Most services, such as Box.net, offer similar features, and it usually comes down to how much storage space per dollar you get for your outlay. But there’s another critical thing to consider, too: speed. Not all online drive providers are equal, and you can’t simply look to a third-party group test to tell you which provider is likely to be the quickest for your needs based on your PC, its connection, and your physical proximity to a provider’s servers.
The only real way to find out which is best for your needs, but that would involve signing up for free or trial accounts and then testing the service yourself with no real knowledge of what to look for. This is where Online Drive Benchmark comes in: this free program won’t do everything for you – you’ll still need to sign up for those accounts, although the program does its best to make this as easy as possible, but once done you can then be sure of testing each provider consistently and in such a way as to produce your own customised group test.
It’s incredibly easy to use: install the software, tick the boxes of the online storage providers you wish to test – at the current time five are supported (Strato, Trend, Box.net, DriveHQ and filesanywhere) – and click Next. Online Drive Benchmark will quickly check your settings – alerting you to any that restrict the performance of online drives, such as having automatic proxy settings detection switched on.

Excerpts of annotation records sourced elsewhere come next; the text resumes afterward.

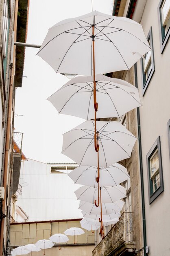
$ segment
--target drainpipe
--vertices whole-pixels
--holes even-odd
[[[135,86],[138,88],[137,85],[137,68],[136,63],[134,65],[135,71]],[[145,198],[144,195],[144,175],[143,172],[143,164],[142,164],[142,151],[141,144],[141,135],[140,131],[140,112],[139,108],[137,108],[137,129],[138,132],[138,141],[139,141],[139,151],[140,163],[140,174],[141,186],[141,196],[142,196],[142,220],[143,220],[143,234],[144,236],[144,255],[146,256],[146,225],[145,218]]]
[[[18,9],[18,0],[15,1],[15,16],[14,16],[14,28],[13,30],[15,32],[15,38],[16,40],[16,33],[17,31],[17,9]],[[12,111],[13,108],[13,77],[14,73],[14,67],[15,65],[15,52],[16,46],[14,47],[14,51],[13,54],[13,66],[12,67],[11,70],[11,75],[10,78],[10,84],[9,92],[9,101],[8,105],[8,117],[7,120],[7,137],[6,141],[6,146],[5,146],[5,156],[4,156],[4,172],[3,178],[3,186],[4,189],[4,200],[2,201],[2,213],[4,214],[5,214],[6,213],[6,203],[7,202],[6,195],[7,195],[7,178],[8,176],[8,164],[9,164],[9,152],[10,151],[10,135],[11,135],[11,120],[12,117]],[[10,168],[10,167],[9,167]],[[4,227],[5,225],[5,221],[4,218],[2,220],[0,227],[0,237],[1,239],[0,240],[0,256],[3,256],[3,236],[4,236]]]

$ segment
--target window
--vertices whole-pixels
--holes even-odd
[[[161,0],[158,11],[161,53],[162,53],[170,34],[170,0]]]
[[[142,79],[143,81],[142,92],[144,96],[148,86],[155,72],[154,56],[153,54],[153,45],[152,36],[152,30],[151,27],[148,36],[148,42],[152,51],[149,51],[141,58]]]
[[[150,204],[164,190],[160,136],[147,154],[146,160]]]
[[[3,29],[2,31],[2,49],[4,57],[6,55],[8,34],[9,29],[9,16],[8,0],[4,0],[4,9],[2,17]]]
[[[167,123],[168,125],[168,144],[169,144],[169,153],[170,155],[170,119]]]

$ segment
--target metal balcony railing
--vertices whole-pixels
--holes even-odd
[[[13,133],[13,149],[15,153],[22,153],[23,132]]]
[[[124,212],[93,251],[93,256],[107,255],[123,243],[134,244],[134,213]]]

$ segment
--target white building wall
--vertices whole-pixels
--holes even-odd
[[[52,173],[50,164],[28,159],[22,163],[20,178],[28,184],[22,187],[17,204],[29,216],[28,221],[82,218],[74,193],[79,186],[66,173]]]
[[[157,12],[159,2],[160,0],[147,0],[141,20],[146,36],[152,27],[155,65],[155,72],[144,96],[140,61],[137,64],[138,87],[142,105],[140,108],[140,115],[146,239],[150,256],[170,255],[170,165],[167,125],[170,119],[170,38],[161,54]],[[164,191],[149,204],[146,156],[159,136]]]

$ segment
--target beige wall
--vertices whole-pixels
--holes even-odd
[[[147,243],[149,255],[170,255],[170,166],[167,123],[170,119],[170,39],[161,54],[157,8],[159,0],[148,0],[141,20],[148,34],[152,27],[155,72],[144,97],[142,93],[140,61],[137,63],[146,215]],[[161,137],[164,191],[150,205],[148,201],[146,155],[159,136]]]
[[[28,243],[34,244],[40,239],[48,239],[50,236],[56,233],[63,234],[67,229],[73,227],[81,228],[80,221],[72,220],[11,224],[10,246],[13,248]],[[61,244],[65,245],[65,246],[61,246],[61,251],[58,250],[57,247],[54,247],[50,249],[47,249],[46,255],[50,256],[55,254],[60,255],[62,254],[63,255],[92,255],[92,251],[95,247],[95,233],[83,229],[85,234],[77,236],[77,238],[76,236],[76,239],[77,239],[76,245],[74,244],[74,237],[69,236],[70,240],[66,243]],[[71,250],[70,254],[70,250]],[[69,254],[68,254],[69,252]],[[42,252],[41,252],[36,253],[37,256],[41,255]]]

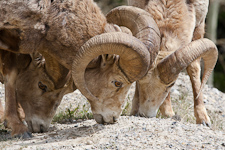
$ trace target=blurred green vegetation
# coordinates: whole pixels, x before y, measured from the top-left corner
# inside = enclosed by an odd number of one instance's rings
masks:
[[[104,14],[112,8],[120,5],[127,5],[127,0],[94,0],[98,3]],[[225,92],[225,0],[220,1],[218,27],[217,27],[217,47],[219,59],[214,69],[214,86]],[[207,33],[206,33],[207,35]]]

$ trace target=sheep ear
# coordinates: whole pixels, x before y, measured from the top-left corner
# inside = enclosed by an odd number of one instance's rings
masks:
[[[34,64],[35,67],[44,67],[45,64],[45,58],[38,52],[30,54],[32,63]]]
[[[101,66],[110,65],[114,63],[116,55],[104,54],[102,55]]]

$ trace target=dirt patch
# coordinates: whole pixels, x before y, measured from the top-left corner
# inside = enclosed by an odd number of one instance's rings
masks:
[[[28,140],[10,139],[10,132],[0,126],[0,149],[225,149],[225,94],[205,86],[204,102],[212,120],[212,128],[208,128],[195,124],[191,91],[189,77],[182,73],[171,92],[173,108],[181,121],[160,119],[160,115],[121,116],[112,125],[96,124],[93,119],[79,120],[51,124],[48,132],[35,133]],[[134,86],[127,103],[131,103],[133,92]],[[64,97],[57,113],[79,105],[88,108],[85,98],[75,91]]]

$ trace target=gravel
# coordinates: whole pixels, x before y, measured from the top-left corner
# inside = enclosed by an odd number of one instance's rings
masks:
[[[4,89],[0,86],[0,97]],[[2,91],[3,90],[3,91]],[[127,101],[132,100],[134,85]],[[204,87],[204,102],[208,112],[216,112],[225,126],[225,94],[207,85]],[[189,77],[181,73],[171,90],[172,100],[182,97],[193,105]],[[64,96],[57,111],[88,105],[86,99],[75,91]],[[90,111],[90,110],[89,110]],[[193,108],[190,109],[193,115]],[[211,116],[210,116],[211,117]],[[211,118],[212,119],[212,118]],[[121,116],[111,125],[96,124],[93,119],[78,120],[70,124],[51,124],[46,133],[35,133],[28,140],[9,139],[9,132],[0,130],[0,149],[218,149],[225,150],[225,129],[214,130],[203,125],[173,119]]]

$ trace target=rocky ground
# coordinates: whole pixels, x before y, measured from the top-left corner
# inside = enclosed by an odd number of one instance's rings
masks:
[[[130,104],[132,86],[127,97]],[[32,139],[10,139],[9,132],[0,129],[0,149],[225,149],[225,94],[204,87],[204,102],[212,127],[194,124],[192,89],[189,77],[182,73],[171,92],[174,111],[181,121],[173,119],[121,116],[118,123],[100,125],[92,119],[51,125],[49,132],[33,134]],[[1,89],[3,98],[4,91]],[[57,114],[65,110],[88,106],[75,91],[62,100]],[[127,109],[129,113],[129,109]],[[87,110],[90,112],[90,109]],[[125,113],[126,114],[126,113]]]

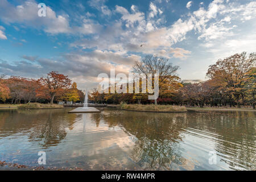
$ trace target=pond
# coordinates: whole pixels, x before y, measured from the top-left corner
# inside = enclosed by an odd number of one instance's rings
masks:
[[[254,111],[102,107],[100,113],[68,114],[71,109],[0,110],[0,160],[38,166],[43,151],[46,167],[256,169]]]

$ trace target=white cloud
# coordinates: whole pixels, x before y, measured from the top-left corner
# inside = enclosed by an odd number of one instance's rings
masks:
[[[3,27],[0,26],[0,39],[6,40],[7,39],[5,32],[3,32],[5,30],[5,28]]]
[[[127,20],[129,23],[133,24],[137,21],[142,21],[144,19],[144,13],[141,12],[135,12],[130,14],[125,8],[118,5],[115,6],[115,11],[122,15],[122,19]]]
[[[192,2],[193,2],[192,1],[188,2],[188,3],[187,3],[187,5],[186,5],[186,7],[188,9],[190,9],[190,7],[191,7]]]

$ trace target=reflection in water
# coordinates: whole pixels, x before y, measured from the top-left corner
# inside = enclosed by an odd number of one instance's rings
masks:
[[[0,160],[84,169],[255,169],[253,111],[148,113],[105,108],[0,111]],[[208,163],[209,152],[217,155]],[[0,168],[1,169],[1,168]]]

Once done, you’ll be instructed to sign up, sign in and choose which drive to monitor for each of the selected providers. A summary of drives will be presented, and then Online Drive Benchmark will set to work. At the end of the test, each provider will be rated allowing you to make a choice based on its performance as well as other criteria.
A promising concept, but at present it’s of limited interest while the number of supported providers remains small.